MDK registers graceful shutdown handlers automatically when you start services with getOrk(), startWorker(), or startAppNode(). For most deployments, SIGINT (Ctrl+C) triggers a clean teardown with no extra code. This guide covers the three situations where you need to think about teardown explicitly:

Prerequisites

Automatic teardown with getOrk()

getOrk() registers SIGINT/SIGTERM handlers internally. Any Workers or App Node instances started with opts.ork are chained into the cleanup sequence automatically — no extra code needed.

const { getOrk, startWorker, startAppNode } = require('@tetherto/mdk')
const { WM_M56S } = require('@tetherto/miner-whatsminer')

const ork = await getOrk()
const { manager } = await startWorker(WM_M56S, { ork })
await startAppNode({ ork, port: 3000, noAuth: true })
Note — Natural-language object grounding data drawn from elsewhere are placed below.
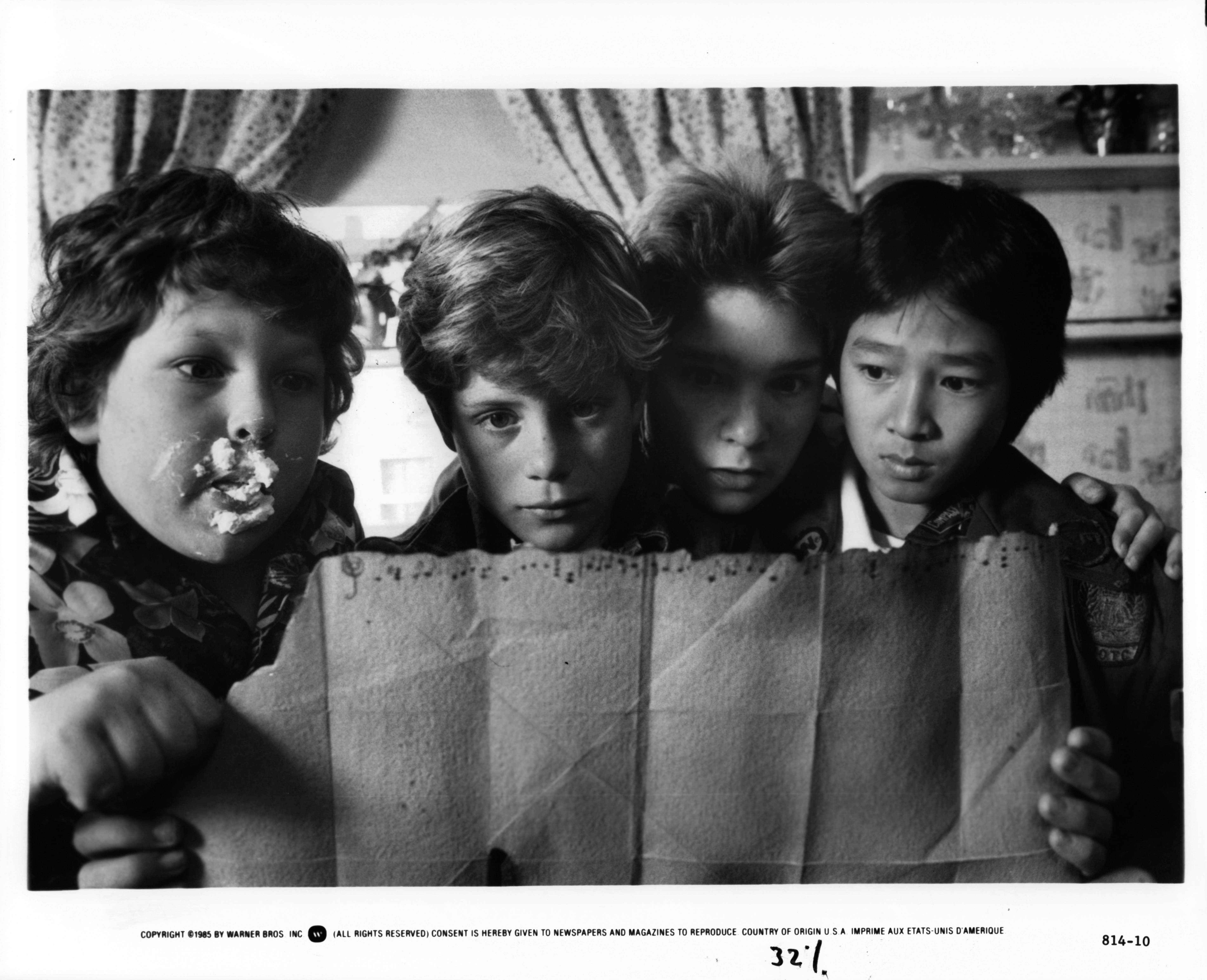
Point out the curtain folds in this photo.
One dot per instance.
(614, 147)
(84, 143)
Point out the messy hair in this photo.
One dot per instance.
(530, 290)
(989, 254)
(109, 266)
(746, 225)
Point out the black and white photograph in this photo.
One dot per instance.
(721, 489)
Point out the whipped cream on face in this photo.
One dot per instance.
(242, 475)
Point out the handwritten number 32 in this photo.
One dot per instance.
(795, 954)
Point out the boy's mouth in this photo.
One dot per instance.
(732, 478)
(911, 469)
(237, 486)
(555, 510)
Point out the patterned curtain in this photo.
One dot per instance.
(84, 143)
(612, 147)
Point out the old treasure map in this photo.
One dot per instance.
(596, 719)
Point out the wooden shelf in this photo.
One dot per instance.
(1060, 173)
(1122, 330)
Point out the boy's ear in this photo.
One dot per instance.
(85, 431)
(639, 400)
(440, 410)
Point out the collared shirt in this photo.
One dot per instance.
(859, 535)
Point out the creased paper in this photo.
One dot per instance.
(594, 719)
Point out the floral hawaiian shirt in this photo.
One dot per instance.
(102, 589)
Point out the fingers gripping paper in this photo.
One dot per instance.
(596, 719)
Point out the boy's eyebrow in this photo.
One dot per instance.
(873, 347)
(711, 358)
(965, 359)
(501, 400)
(971, 359)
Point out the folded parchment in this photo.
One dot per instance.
(594, 719)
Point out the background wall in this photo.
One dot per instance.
(395, 147)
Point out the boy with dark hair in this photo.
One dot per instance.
(523, 329)
(190, 353)
(960, 338)
(755, 274)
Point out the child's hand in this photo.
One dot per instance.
(130, 851)
(1082, 827)
(1140, 533)
(116, 733)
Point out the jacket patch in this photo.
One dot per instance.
(1083, 544)
(813, 542)
(944, 525)
(1118, 622)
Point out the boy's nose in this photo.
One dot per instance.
(549, 453)
(745, 424)
(253, 416)
(913, 418)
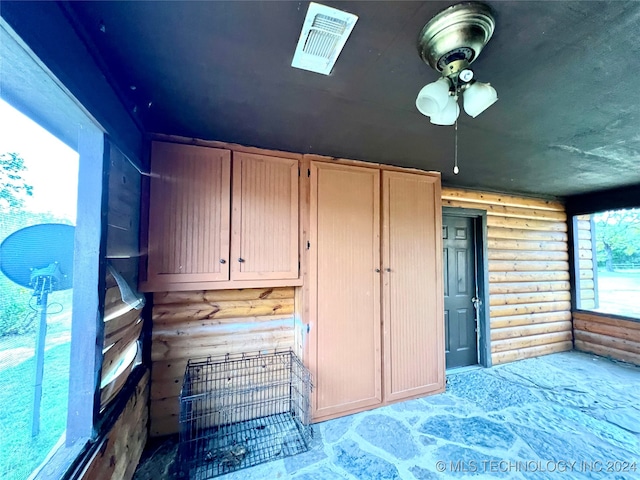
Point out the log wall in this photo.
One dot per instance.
(120, 451)
(529, 291)
(586, 281)
(607, 336)
(211, 323)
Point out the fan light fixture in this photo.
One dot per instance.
(449, 43)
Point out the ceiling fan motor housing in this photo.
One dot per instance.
(454, 38)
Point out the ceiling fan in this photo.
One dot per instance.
(449, 43)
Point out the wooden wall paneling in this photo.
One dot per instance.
(607, 336)
(211, 323)
(485, 198)
(189, 214)
(344, 344)
(120, 451)
(265, 218)
(529, 290)
(411, 260)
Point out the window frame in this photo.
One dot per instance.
(591, 204)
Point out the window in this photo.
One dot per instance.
(608, 262)
(50, 206)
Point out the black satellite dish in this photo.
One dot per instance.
(40, 250)
(40, 258)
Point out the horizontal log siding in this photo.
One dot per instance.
(119, 452)
(607, 336)
(210, 323)
(586, 264)
(529, 291)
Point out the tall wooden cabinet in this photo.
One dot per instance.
(345, 351)
(221, 222)
(376, 333)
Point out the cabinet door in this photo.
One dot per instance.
(265, 218)
(412, 282)
(344, 343)
(189, 214)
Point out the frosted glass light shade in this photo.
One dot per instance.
(433, 97)
(449, 114)
(478, 97)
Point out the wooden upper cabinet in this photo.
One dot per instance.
(214, 224)
(264, 226)
(189, 214)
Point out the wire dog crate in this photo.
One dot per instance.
(239, 411)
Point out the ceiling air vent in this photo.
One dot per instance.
(324, 33)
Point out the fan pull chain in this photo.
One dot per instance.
(456, 170)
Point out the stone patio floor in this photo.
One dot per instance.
(567, 415)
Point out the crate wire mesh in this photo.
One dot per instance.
(243, 410)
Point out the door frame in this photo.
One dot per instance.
(482, 279)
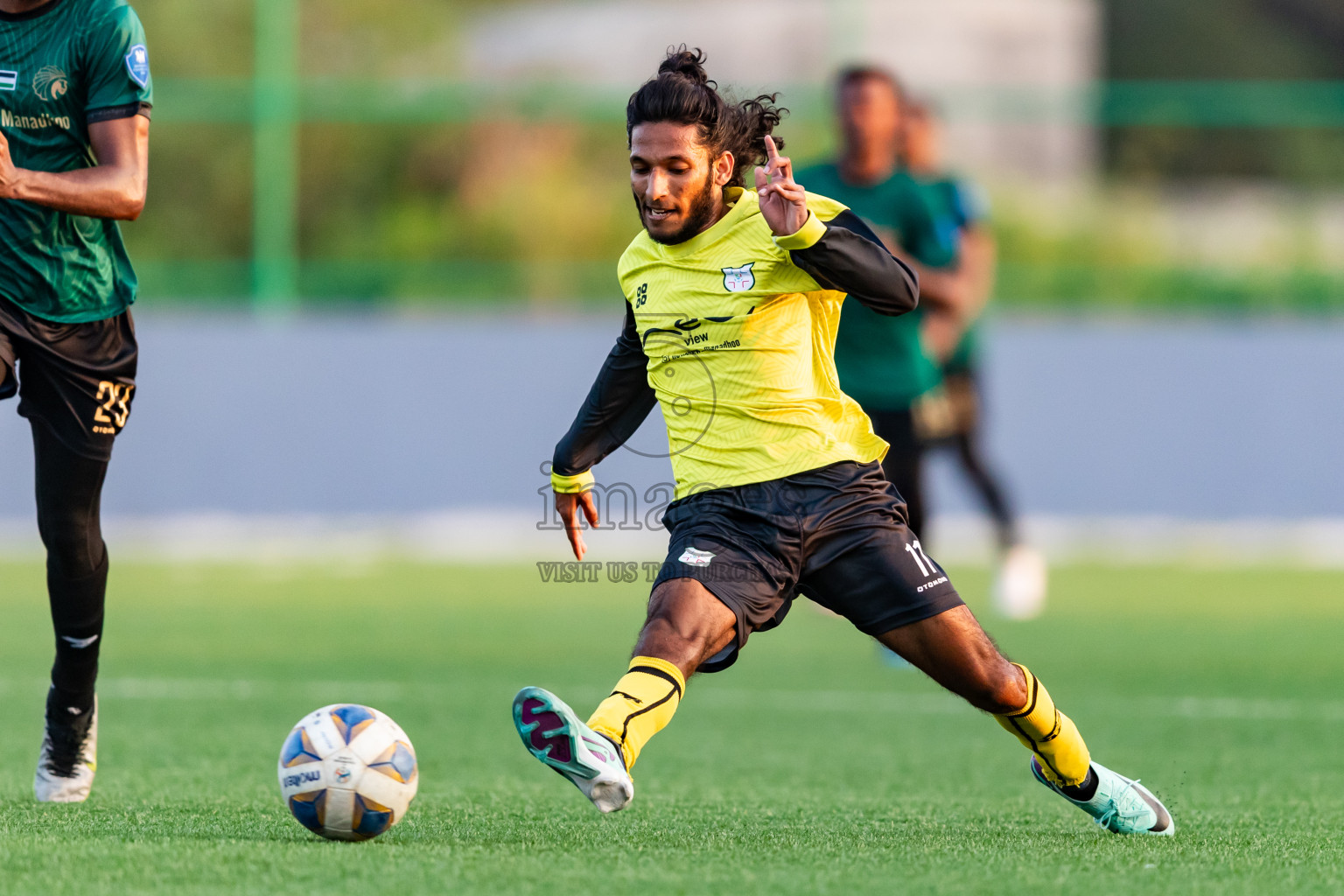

// Press Ctrl+C — MDK stops App Node, Worker, then ORK automatically.

See getOrk API reference.

Explicit teardown in tests or scripted runs

Short-lived processes — integration tests, one-shot scripts — never receive SIGINT. Call shutdown(ork) directly to drain the full cleanup chain. Pass the ork object returned by getOrk(); passing a server object stops only the App Node.

const { getOrk, startAppNode, shutdown } = require('@tetherto/mdk')

const ork = await getOrk()
await startAppNode({ ork, noAuth: true })

// … run assertions or perform work …

await shutdown(ork) // stops App Node (chained), then stops ORK

See shutdown API reference.

Custom signal handling with onShutdown

Use onShutdown when you need to close resources outside an MDK boot object — for example, a database connection or a log buffer.

const { onShutdown } = require('@tetherto/mdk')

onShutdown(async () => {
  await db.close()
  await logger.flush()
}, { forceMs: 5000 })

See onShutdown API reference.

What just happened

  1. Automatic chain: getOrk(), startWorker({ ork }), and startAppNode({ ork }) wire themselves into ork._cleanup so a single signal stops everything in order.
  2. Explicit drain: shutdown(ork) gives you the same ordered teardown on demand, without a signal.
  3. Custom hooks: onShutdown(fn) lets you attach cleanup logic outside the MDK object hierarchy.